Dağ inşaatı ile ilgili yüksek basınç ve sıcaklığa maruz kalan taşların bölgesel metamorfizma geçirdiği söylenir. Columbia Üniversitesi'ne göre, bölgesel metamorfizma dağ zincirleri arasında, çarpışma noktasında gerçekleşir kıtasal plakalar ve diğer yüksek basınçlı, yüksek sıcaklık bölgelerinde.
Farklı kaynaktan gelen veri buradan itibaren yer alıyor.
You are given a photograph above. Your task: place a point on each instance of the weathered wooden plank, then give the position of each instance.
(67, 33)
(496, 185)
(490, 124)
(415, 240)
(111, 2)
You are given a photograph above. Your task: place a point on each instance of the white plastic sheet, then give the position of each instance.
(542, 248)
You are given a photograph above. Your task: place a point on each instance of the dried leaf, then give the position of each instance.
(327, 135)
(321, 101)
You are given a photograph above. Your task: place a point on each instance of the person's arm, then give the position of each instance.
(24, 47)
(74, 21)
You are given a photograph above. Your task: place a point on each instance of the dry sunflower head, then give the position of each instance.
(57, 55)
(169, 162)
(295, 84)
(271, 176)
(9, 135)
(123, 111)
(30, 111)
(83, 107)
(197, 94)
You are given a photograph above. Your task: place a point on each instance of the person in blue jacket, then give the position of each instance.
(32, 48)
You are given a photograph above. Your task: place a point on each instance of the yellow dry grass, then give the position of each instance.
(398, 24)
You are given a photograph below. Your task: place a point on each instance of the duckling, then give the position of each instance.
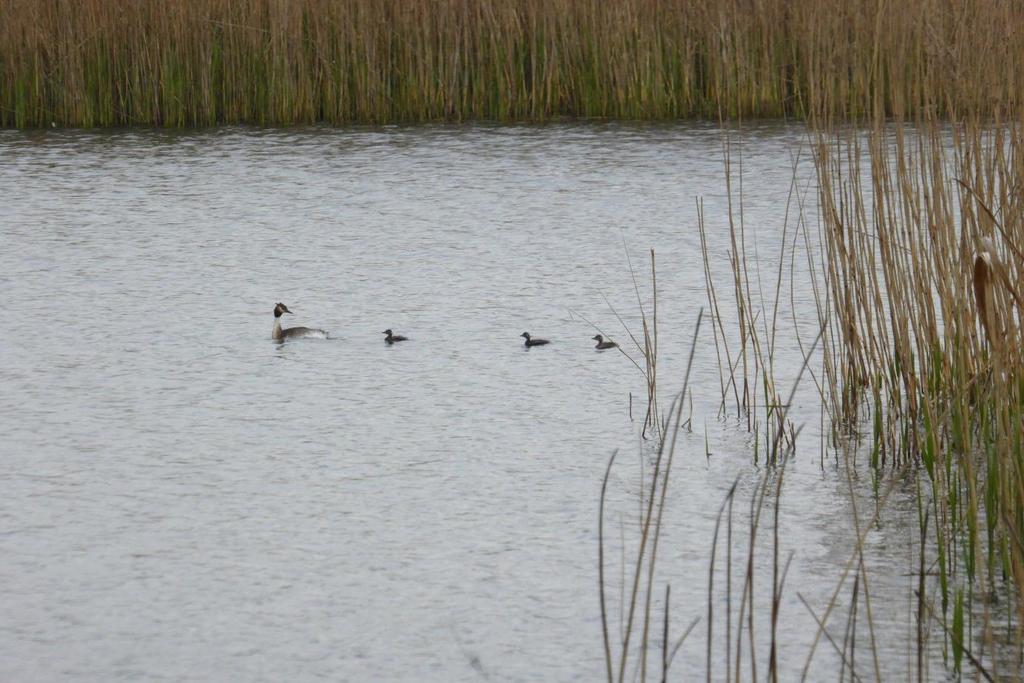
(292, 333)
(392, 338)
(532, 342)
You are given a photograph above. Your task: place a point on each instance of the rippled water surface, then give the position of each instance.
(183, 499)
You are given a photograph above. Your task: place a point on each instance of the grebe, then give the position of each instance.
(391, 338)
(292, 333)
(534, 342)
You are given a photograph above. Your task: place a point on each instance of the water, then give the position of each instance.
(184, 499)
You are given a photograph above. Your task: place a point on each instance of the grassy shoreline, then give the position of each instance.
(116, 62)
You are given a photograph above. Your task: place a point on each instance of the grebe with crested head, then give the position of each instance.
(292, 333)
(392, 338)
(532, 342)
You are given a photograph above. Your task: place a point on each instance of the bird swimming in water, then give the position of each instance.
(292, 333)
(532, 342)
(392, 338)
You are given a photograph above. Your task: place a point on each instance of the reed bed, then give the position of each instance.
(920, 236)
(923, 231)
(115, 62)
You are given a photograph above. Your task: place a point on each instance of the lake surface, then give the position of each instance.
(183, 499)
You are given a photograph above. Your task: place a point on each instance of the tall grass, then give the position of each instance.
(923, 228)
(99, 62)
(920, 302)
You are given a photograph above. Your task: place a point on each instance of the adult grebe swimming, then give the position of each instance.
(532, 342)
(392, 338)
(292, 333)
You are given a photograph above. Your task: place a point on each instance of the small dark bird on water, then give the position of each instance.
(392, 338)
(534, 342)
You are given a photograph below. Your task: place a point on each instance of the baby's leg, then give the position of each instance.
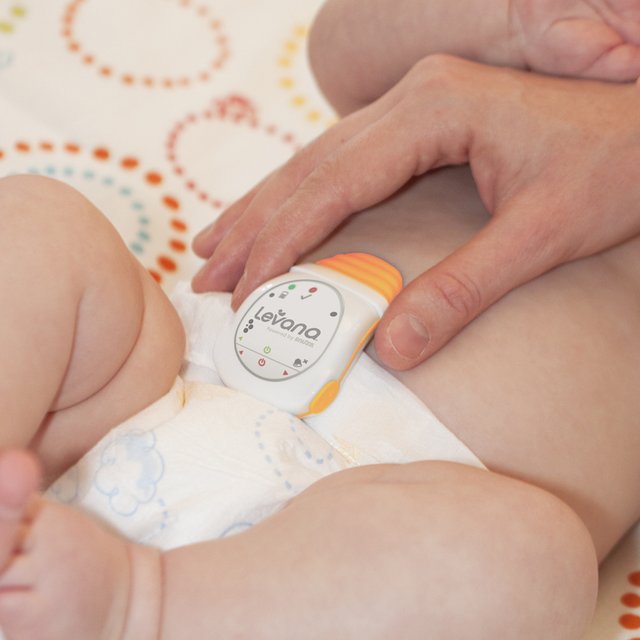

Bölgesel metamorfizma, kayaların kristal yapısını binlerce veya milyonlarca yıl boyunca yavaşça değiştirir. Kristaller, Columbia Üniversitesi'ne göre katı hallerinde kalırken yeniden yapılandırılmıştır ve bu yüzden dönüşümü sağlamak için büyük miktarda enerji girişi gerektirir. Kayanın dökme kimyasal bileşimi, orijinal kayadan az ya da çok değişmez. Bir dağ inşasında veya orojenik kuşaktaki derin mezar, kaya kristallerinin stres çizgisine dik olarak yeniden yönlendirilmesine ve bir orojenik bölge altındaki gömme ile bağlantılı yüksek sıcaklıklarda ve basınçlarda stabil olan yapılara yeniden yapılandırılmasına neden olur. Mika ve horneblend, bu yeniden kristalleşme işlemine özellikle eğilimli iki platy mineralidir.
Mineraller, uygulanan strese paralel çizgilerde tekrar yerleştiğinde, sonuç yapraklanma olarak bilinir. Columbia Üniversitesi'ne göre, kayrak, şist ve gnays, bu yeniden yapılandırılmış yataklarda bulunan en yaygın yaprak kaya türlerindendir. Slate, genellikle düşük dereceli metamorfizmanın bir sonucudur; şist ve gnays, daha yüksek sıcaklıklar ve basınçlar gerektirir.